Team:Hawaii/Project Meetings

May

This week marked the start of our initial laboratory experiments. Plasmids were prepped and bacteria were transformed with CR2 constructs. Plasmids were also sent in for sequencing to verify that the constructs were valid.

5/14/2018

Restocked necessary lab materials such as bacteria media (LB), milli Q H2O, buffers/solutions. Completed By: Ryan

5/15/2018

Conducted a plasmid extraction of CR2 Gag-Prot-RT,CR2 integrase, and CR5 integrase and prepared/sent to sequencing lab. Completed By: Ryan

5/17/2018

Diagnostic restriction enzyme digest of CR2 Gag-Prot-RT construct to determine plasmid uptake for two colonies.

Materials:

RE Digest ~ 1 Reaction
DNA ~1 µg
10x Cut Smart Buffer 5 µL
H20 to 48 µL
Nco1 1 µL
BamH1 1 µL
50 µL total

Methods:

  1. Add all reagents to a 1.5 mL Eppendorf tube
  2. Mix by pipetting and one touch spin down
  3. Incubate 1 hour at 37 degrees Celsius
  4. Run 1.5% agarose gel in TAE for 30 min

Gag 1 and Gag 2 Pipette Scheme:

RE Digest NO RE Nco1 and BamH1
DNA 6 µL 6 µL
10x Cut Smart Buffer 5 µL 5 µL
H20 39 µL 37 µL
Nco1 --- 1 µL
BamH1 --- 1 µL
50 µL total 50 µL total

Results: No bands were present when gag 1 and gag 2 were run on 1.5% agarose gels.
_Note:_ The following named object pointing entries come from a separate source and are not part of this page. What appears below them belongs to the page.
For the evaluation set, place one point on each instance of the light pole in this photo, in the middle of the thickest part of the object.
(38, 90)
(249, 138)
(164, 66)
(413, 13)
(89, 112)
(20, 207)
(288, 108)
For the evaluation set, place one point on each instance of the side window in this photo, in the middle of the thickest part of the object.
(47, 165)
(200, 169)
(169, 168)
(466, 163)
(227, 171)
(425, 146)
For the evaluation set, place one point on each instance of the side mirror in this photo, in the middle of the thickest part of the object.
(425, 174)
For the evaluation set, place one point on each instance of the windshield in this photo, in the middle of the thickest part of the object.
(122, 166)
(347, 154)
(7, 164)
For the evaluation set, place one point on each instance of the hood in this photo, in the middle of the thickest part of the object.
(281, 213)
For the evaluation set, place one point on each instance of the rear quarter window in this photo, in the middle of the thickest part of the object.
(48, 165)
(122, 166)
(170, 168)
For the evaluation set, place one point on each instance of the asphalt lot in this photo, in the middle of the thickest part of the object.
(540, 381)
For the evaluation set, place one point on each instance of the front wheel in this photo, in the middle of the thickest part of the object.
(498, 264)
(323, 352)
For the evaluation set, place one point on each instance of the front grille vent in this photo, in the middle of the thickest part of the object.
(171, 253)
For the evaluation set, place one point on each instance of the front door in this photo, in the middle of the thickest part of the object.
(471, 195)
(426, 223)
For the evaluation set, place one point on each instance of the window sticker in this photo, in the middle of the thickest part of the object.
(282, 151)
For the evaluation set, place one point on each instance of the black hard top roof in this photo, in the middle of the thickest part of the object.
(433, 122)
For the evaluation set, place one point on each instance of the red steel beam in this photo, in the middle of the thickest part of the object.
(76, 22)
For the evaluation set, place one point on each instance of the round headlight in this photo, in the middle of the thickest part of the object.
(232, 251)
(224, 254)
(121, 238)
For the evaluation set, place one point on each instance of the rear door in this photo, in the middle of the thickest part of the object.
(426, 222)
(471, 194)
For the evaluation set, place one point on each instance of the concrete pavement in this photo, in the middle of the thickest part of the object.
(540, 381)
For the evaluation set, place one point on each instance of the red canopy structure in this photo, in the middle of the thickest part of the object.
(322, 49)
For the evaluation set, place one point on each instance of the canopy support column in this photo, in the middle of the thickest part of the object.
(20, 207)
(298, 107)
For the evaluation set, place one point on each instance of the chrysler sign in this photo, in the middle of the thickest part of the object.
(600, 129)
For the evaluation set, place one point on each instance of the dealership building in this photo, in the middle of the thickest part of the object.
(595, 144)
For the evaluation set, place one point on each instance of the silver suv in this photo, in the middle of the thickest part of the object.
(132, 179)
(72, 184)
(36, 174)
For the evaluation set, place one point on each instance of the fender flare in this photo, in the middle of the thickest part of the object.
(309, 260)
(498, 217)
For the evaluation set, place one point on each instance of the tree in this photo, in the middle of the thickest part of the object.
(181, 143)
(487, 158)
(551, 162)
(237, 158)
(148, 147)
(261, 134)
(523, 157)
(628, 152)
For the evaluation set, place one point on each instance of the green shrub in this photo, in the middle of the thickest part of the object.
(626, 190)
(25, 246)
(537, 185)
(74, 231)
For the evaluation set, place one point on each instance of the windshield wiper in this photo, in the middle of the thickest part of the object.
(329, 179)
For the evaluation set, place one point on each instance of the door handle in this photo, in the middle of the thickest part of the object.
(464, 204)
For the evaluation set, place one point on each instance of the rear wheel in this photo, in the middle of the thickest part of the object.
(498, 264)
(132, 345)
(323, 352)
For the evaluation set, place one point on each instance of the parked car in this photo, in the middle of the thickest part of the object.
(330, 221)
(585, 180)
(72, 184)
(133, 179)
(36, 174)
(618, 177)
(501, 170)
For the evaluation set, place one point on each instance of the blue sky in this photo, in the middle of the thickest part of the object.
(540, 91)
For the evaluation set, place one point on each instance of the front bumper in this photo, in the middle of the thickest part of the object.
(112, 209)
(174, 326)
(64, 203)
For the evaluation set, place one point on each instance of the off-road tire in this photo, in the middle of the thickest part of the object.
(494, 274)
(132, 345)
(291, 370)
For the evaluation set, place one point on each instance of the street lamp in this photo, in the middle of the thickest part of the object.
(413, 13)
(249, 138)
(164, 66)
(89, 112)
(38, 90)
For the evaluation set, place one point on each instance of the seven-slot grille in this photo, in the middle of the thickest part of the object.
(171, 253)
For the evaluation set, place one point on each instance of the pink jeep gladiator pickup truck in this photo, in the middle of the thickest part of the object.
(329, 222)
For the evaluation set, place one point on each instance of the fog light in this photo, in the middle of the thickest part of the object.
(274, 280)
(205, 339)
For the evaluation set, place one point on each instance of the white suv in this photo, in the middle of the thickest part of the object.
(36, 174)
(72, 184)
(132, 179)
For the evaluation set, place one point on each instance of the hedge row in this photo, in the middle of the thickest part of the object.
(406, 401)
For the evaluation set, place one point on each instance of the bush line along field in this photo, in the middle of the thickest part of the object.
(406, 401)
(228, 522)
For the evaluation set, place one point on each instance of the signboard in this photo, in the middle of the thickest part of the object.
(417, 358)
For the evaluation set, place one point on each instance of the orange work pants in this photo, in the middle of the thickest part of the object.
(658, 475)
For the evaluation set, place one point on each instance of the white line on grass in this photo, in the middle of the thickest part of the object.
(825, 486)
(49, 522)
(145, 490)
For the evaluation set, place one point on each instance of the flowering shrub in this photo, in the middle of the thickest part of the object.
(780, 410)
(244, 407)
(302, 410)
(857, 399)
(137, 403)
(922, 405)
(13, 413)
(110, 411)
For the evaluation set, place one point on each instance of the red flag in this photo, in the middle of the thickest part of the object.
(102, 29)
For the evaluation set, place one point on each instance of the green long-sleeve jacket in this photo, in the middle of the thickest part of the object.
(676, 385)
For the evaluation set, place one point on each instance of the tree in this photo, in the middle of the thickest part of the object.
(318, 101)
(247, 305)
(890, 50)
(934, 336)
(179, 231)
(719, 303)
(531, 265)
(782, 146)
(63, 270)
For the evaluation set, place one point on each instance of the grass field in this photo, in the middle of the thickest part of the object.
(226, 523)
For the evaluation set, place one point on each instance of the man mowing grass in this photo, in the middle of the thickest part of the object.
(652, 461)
May be due to the low concentration of DNA for both samples (500 ng).

Completed By: Emily, John, Gina, Ryan

5/18/2018

Extracted plasmid for subsequent transformation in BL21 from confirmed DH5-A colonies.

Bacterial Lysate Prep

  1. Pellet 1-15 mL on culture by spinning at 4000 RPM for 20 minutes.
  2. Discard supernatant.
  3. Resuspend pellet with 250 µL P1 buffer (resuspension buffer) and gently vortex
  4. Transfer resuspended bacteria into 1.5 mL Eppendorf tube.
  5. Add 250 µL P2 buffer (lysis buffer) and invert 8 times
  6. Add 350 µL N3 buffer (neutralization buffer) and invert 8 times.
  7. Centrifuge for 10 min at 10,000 RPM.

Column Purification

  1. Add supernatant to QIAprep column and spin for 60s at 10,000 RPM. Discard flow through.
  2. Add 500 µL PB buffer (binding buffer) to column and spin for 60s at 10,000 RPM. Discard flow through.
  3. Add 750 µL PE buffer (wash buffer) to column and spin for 60s at 10,000 RPM. Discard flow through.
  4. Spin again for 60s at 10,000 RPM.
  5. Place column in 1.5 mL centrifuge tube.
  6. Add appropriate volume of H20 or TE (we used 7.5 µL EB buffer).
  7. Let column stand for 60s then spin for 60s at 10,000 RPM.
  8. Repeat step 6.
  9. Repeat step 7.

DNA Quantification w/ Nanodrop

  1. Clean Nanodrop w/ 2 µL EB buffer (used as solvent).
  2. Blank with elution medium (EB buffer).
  3. Measure 2 µL of sample.
  4. Clean Nanodrop with 2 µL dH20.
  5. Repeat steps as necessary for each sample.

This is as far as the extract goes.